U.S. Sen. Mark Begich is continuing to reiterate his call to aggressively overhaul the No Child Left Behind Act and to return “flexibility and responsibility” to states and communities.
In a letter to Tom Harkin (D-IA), Chairman of the Senate Health Education Labor and Pensions Committee, Begich expressed his concern that waivers offered to states unable to meet NCLB requirements failed to provide a long-term solution and that the new bill being proposed, the Strengthening America’s School’s Act , doesn’t go far enough to prevent federal overreach.
In the letter, Sen. Begich wrote said that many elements of NCLB are a poor fit for Alaska, and he has argued for policies better recognizing and respecting the importance of local communities and local knowledge in our education system.
While Begich believes that the waivers offer much-needed relief to schools, the waiver process was overly prescriptive. The states long congressional democrat said that we must make sure the underlying policies in an overhaul of NCLB do not continue the pattern of federal interference tied to unreasonable expectations and rules that often don’t make sense especially in small, rural and remote schools.

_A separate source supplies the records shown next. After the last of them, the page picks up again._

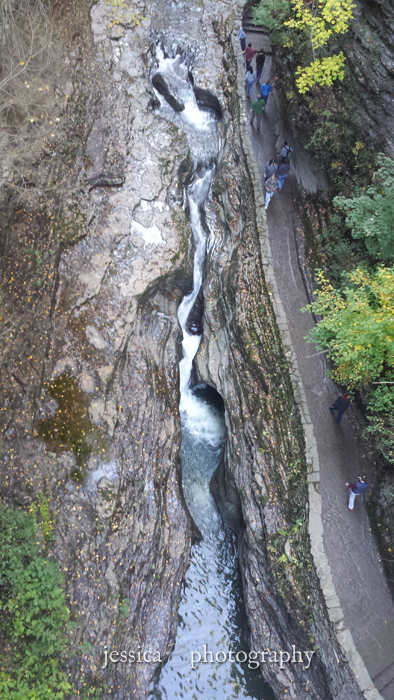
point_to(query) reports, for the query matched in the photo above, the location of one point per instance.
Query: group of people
(275, 175)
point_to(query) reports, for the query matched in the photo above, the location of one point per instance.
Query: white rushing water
(211, 615)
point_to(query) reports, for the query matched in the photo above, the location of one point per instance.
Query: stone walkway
(349, 545)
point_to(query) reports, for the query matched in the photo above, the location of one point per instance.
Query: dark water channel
(210, 658)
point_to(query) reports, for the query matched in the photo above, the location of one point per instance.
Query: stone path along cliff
(351, 550)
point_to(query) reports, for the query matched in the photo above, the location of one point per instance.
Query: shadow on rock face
(194, 324)
(208, 102)
(162, 87)
(208, 393)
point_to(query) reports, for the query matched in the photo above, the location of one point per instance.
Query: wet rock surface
(107, 317)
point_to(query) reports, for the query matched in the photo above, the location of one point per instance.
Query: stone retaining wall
(334, 609)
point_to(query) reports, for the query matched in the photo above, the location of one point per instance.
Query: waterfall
(211, 612)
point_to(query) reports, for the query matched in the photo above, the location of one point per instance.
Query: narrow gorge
(147, 394)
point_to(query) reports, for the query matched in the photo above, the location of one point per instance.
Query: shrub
(370, 214)
(33, 613)
(381, 419)
(357, 325)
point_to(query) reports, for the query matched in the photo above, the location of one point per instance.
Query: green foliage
(33, 614)
(357, 325)
(272, 15)
(381, 419)
(308, 27)
(322, 71)
(370, 214)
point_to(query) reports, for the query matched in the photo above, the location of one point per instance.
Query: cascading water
(211, 611)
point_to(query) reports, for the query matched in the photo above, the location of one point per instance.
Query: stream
(209, 658)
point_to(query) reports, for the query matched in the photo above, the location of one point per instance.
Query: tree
(357, 325)
(315, 21)
(370, 215)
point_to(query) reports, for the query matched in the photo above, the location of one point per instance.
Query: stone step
(384, 682)
(388, 691)
(249, 27)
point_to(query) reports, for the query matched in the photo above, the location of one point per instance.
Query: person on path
(242, 37)
(270, 168)
(250, 79)
(260, 60)
(341, 405)
(265, 90)
(286, 151)
(271, 184)
(249, 53)
(258, 107)
(356, 489)
(283, 172)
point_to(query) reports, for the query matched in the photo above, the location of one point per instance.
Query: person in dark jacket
(286, 151)
(258, 107)
(271, 184)
(270, 169)
(356, 489)
(341, 405)
(249, 53)
(260, 60)
(283, 172)
(242, 38)
(265, 90)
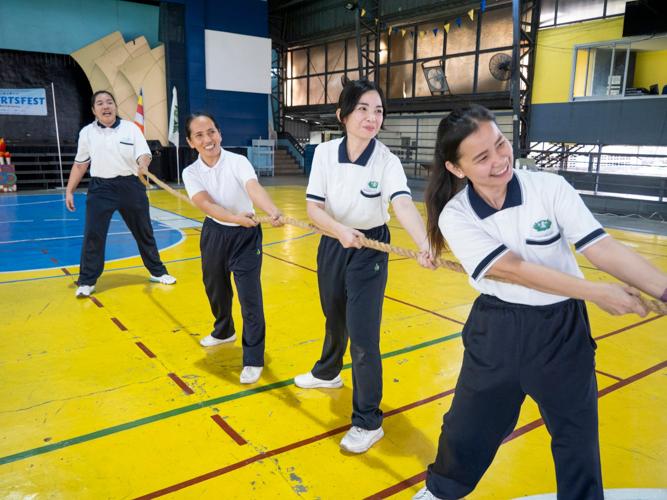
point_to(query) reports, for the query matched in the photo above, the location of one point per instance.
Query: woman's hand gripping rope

Sen. Begich, in the letter, goes on to emphasize the importance of allowing states to set their standards based on their unique needs and then be held accountable for performance without regular interference from the federal government.
Sen. Begich also took the opportunity to state that it’s time to reevaluate the Obama administration’s Race to the Top program, indicating that funds could be better spent on other programs that support all students. Begich also noted his support for his proposal to include the Investing in Innovation program, which would set aside dedicated funds for innovative rural education projects.

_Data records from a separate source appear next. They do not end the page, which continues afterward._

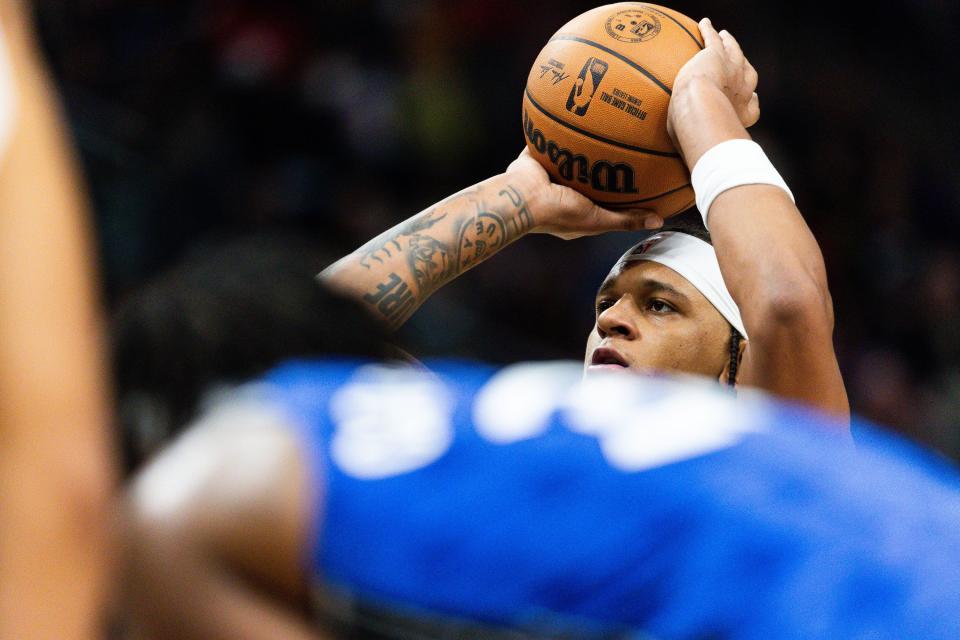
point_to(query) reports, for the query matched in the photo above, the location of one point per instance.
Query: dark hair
(224, 315)
(691, 224)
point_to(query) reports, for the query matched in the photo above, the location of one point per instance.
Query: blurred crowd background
(328, 122)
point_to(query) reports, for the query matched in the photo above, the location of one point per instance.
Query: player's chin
(606, 369)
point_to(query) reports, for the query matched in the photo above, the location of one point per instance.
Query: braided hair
(690, 223)
(735, 339)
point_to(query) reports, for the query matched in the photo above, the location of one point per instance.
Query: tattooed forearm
(396, 271)
(393, 299)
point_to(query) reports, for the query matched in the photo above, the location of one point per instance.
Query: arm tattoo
(440, 244)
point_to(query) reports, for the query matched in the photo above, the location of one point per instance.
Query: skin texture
(236, 542)
(55, 465)
(655, 320)
(398, 270)
(782, 291)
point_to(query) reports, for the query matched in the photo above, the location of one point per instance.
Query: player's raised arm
(770, 261)
(398, 270)
(55, 469)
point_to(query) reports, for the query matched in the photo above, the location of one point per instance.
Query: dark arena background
(328, 122)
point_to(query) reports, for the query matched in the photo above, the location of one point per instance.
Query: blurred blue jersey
(615, 506)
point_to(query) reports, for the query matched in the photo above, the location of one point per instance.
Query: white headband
(696, 261)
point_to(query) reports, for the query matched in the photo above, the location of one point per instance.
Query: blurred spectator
(338, 119)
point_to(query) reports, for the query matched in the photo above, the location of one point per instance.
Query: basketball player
(460, 503)
(671, 303)
(55, 468)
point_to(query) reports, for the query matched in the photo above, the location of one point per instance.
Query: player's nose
(618, 320)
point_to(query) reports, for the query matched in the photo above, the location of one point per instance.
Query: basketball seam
(614, 143)
(642, 200)
(678, 23)
(622, 57)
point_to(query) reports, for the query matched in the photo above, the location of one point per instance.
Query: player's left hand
(722, 67)
(560, 211)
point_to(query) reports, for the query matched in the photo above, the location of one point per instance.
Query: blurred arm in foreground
(55, 467)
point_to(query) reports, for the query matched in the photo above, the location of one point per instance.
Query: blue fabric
(780, 529)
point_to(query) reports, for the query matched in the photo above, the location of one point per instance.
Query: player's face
(650, 318)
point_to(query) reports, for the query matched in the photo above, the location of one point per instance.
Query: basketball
(595, 106)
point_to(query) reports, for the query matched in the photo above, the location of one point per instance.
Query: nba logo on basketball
(581, 94)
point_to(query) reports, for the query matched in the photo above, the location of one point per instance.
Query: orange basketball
(595, 106)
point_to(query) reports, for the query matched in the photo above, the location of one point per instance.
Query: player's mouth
(607, 359)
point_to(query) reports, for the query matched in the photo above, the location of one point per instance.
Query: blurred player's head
(224, 316)
(664, 307)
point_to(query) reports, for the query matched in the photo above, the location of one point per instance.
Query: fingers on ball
(710, 36)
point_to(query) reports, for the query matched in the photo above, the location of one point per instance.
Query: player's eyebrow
(648, 285)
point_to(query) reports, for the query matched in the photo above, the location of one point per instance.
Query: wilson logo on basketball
(583, 90)
(602, 175)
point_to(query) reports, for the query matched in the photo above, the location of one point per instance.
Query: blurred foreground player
(55, 471)
(671, 303)
(350, 499)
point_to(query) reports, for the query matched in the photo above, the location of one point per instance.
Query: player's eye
(603, 304)
(660, 306)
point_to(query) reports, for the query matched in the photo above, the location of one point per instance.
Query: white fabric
(8, 95)
(696, 261)
(730, 164)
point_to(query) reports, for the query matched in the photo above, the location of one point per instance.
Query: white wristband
(730, 164)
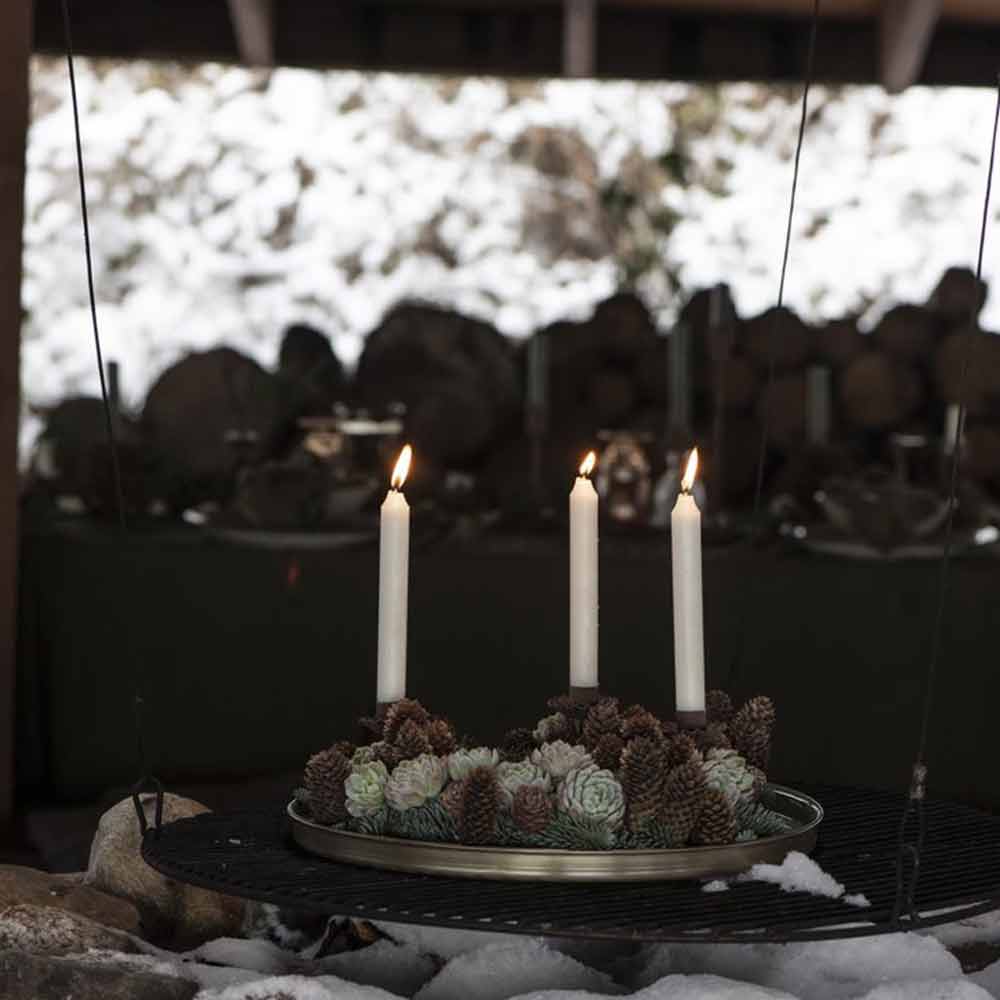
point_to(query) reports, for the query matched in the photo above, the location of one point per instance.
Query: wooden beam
(253, 24)
(579, 37)
(907, 29)
(15, 48)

Begich was a strong advocate for overhauling NCLB even before he came to the Senate. Over the last two years he has repeatedly pressed Alaska Gov. Sean Parnell to apply for a waiver. Sen. Begich sent multiple letters to Parnell urging him to do so after President Obama announced in September 2011 that the Administration would grant waivers from NCLB to qualified states.
The state’s waiver was approved last month.